But I was struck by this post by Bishop Daniel Martins, himself under threat, it seems, from the totalitarian tendency within TEC in the United States.
It's water in the desert to hear a bishop (and an Anglican bishop at that) make sense on this particular subject, rather than merely repeat the conventional wisdom of the need to regard our worship as primarily a shop window for the unchurched, and accordingly to transform the liturgy into a branch of the light entertainment industry.

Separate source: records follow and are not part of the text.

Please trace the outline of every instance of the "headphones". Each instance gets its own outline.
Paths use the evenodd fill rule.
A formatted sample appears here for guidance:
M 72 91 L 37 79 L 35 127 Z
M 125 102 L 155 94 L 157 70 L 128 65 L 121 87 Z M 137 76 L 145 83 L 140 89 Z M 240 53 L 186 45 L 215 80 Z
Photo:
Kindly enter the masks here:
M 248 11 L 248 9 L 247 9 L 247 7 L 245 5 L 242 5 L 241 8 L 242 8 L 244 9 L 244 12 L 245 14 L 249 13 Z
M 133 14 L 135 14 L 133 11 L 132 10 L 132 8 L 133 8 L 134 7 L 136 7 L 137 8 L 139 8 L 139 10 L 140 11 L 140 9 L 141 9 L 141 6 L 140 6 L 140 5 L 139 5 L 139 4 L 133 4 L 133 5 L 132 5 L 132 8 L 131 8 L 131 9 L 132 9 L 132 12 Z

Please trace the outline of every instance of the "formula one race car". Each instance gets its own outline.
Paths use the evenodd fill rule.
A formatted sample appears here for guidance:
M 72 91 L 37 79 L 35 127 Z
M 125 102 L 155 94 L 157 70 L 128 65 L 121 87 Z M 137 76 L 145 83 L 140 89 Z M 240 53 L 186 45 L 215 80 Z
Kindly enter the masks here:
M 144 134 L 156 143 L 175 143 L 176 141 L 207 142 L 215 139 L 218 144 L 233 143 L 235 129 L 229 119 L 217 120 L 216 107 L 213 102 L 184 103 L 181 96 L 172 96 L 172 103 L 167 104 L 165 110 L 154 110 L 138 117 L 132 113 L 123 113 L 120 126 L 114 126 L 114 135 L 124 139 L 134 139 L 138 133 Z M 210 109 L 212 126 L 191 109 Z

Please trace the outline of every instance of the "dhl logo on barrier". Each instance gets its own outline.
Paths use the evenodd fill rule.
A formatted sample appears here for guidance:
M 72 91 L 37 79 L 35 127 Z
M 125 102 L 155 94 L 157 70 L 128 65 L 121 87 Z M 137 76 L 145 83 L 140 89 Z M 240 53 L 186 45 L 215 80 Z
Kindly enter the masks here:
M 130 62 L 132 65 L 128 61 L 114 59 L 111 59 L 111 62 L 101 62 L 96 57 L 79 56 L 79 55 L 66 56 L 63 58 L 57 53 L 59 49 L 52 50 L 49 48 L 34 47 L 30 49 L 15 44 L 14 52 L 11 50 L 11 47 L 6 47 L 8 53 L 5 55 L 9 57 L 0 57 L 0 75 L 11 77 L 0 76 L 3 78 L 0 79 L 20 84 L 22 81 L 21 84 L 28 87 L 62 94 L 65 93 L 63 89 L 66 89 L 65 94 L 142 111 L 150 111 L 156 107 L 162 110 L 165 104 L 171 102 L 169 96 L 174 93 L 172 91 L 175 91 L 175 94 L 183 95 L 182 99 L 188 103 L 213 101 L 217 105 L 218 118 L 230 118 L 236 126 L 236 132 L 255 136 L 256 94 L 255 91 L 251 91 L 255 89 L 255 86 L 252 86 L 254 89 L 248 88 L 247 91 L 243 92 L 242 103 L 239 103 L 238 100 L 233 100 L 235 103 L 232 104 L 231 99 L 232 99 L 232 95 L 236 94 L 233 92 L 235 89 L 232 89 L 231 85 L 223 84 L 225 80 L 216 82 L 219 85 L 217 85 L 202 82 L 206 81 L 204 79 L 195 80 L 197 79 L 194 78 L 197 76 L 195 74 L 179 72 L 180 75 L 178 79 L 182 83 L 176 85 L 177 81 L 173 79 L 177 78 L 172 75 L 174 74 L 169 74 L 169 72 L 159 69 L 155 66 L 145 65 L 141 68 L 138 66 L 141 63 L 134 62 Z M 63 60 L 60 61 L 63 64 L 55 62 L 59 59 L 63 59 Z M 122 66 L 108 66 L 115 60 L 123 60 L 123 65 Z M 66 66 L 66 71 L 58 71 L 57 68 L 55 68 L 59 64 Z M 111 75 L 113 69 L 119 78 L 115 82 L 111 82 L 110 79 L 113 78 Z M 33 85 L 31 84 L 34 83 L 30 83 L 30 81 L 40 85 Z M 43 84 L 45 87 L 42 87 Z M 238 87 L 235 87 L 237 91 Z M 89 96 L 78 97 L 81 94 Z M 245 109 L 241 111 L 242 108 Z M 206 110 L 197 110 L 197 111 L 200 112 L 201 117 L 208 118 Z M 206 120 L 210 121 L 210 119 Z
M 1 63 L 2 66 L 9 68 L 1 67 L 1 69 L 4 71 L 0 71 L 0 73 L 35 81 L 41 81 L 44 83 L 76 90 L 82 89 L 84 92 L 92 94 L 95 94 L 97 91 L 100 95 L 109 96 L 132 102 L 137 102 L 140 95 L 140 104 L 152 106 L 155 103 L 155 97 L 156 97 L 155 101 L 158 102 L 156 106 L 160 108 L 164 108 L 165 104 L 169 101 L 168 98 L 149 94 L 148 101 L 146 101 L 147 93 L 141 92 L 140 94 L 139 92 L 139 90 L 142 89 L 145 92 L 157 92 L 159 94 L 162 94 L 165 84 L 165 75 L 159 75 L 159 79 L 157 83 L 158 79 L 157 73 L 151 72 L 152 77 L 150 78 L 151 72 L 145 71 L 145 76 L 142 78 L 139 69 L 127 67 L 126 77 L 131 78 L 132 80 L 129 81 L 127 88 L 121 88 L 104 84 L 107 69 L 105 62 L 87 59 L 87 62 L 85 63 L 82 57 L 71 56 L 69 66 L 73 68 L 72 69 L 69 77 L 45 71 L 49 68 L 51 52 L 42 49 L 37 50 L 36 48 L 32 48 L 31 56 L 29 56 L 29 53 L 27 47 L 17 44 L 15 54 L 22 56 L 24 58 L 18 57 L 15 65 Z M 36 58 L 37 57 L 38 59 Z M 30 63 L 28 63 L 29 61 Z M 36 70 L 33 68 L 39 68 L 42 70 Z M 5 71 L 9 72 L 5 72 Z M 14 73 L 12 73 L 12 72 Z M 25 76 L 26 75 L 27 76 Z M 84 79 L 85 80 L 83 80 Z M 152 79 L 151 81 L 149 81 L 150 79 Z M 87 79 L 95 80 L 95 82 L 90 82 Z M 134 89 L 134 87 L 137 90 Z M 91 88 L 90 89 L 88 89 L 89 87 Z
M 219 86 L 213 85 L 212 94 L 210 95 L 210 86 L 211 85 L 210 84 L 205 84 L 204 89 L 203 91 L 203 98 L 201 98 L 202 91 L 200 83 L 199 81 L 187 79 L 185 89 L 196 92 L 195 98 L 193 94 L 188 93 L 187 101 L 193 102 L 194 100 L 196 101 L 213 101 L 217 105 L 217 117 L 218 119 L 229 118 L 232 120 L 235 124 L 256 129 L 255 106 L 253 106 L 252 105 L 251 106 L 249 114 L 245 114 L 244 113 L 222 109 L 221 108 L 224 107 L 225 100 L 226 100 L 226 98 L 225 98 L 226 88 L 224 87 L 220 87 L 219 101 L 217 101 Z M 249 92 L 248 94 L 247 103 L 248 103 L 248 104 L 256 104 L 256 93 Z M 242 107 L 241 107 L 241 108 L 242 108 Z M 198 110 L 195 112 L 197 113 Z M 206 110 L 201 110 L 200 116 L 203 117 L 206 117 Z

It always seems an uphill battle talking to some of our clergy and laity about this, and to try to get them at least to consider the point that regarding an hour on on a Sunday morning (designed for something else entirely - the offering of the sacrifice for the living and the dead) as our main evangelistic endeavour is both complacently lazy, and depressingly unconscious of the real problems of proclaiming the Gospel in today's culture:
" I'm now just about confident enough to say it outright: the Sunday Eucharist is not for visitors or guests in general, and certainly not for "seekers." We need to stop thinking of the Sunday Eucharist as a potential new member's first point of contact with the Christian community. That is a huge horse pill for us to swallow, because it contradicts all of our instincts; it is completely counter-intuitive. But if we look at that horse pill askance, that's a sign that we're still mentally in Christendom, and have not downloaded the new post-Christendom mental map. Making our buildings and services more "welcoming" to visitors made perfect sense in the old order, when not everybody went to church, but most everybody at least had a particular church that they didn't go to. It is close to completely incoherent in the post-Christian world.Read it all here
The truth is, if a visitor walks into the Sunday Eucharist "cold," with the little or no prior knowledge of Christian faith or Christian worship, and does not find what goes on confusingly boring at best, and quite possibly offensive, then we're probably not doing it well enough! We've probably unwittingly dumbed it down, pandering to perceived "market" sensibilities.
So, yes, as Matt Marino says, the invitation before us is to make the mental shift from "they come to us" to "we go to them." The invitation before us is for our celebrations of the Eucharist to have more integrity and vitality than ever, not so they can be more attractive to newcomers, but so the baptized faithful can be adequately fed and energized for the work of mission and ministry in the world. None of this will be easy. It runs counter to anything most brands of Christian, especially my own, have any accumulated experience or wisdom about. A friend remarked to me today that the advent of the post-Christian era is either a catastrophe or an opportunity. If we deny it, and live mentally in a bygone time, it's a catastrophe. But if we acknowledge it, and gear up for bearing witness to gospel in the actual world we live in, letting go of the privileged status we are still tempted to think is owed to us, it can be a tremendous opportunity.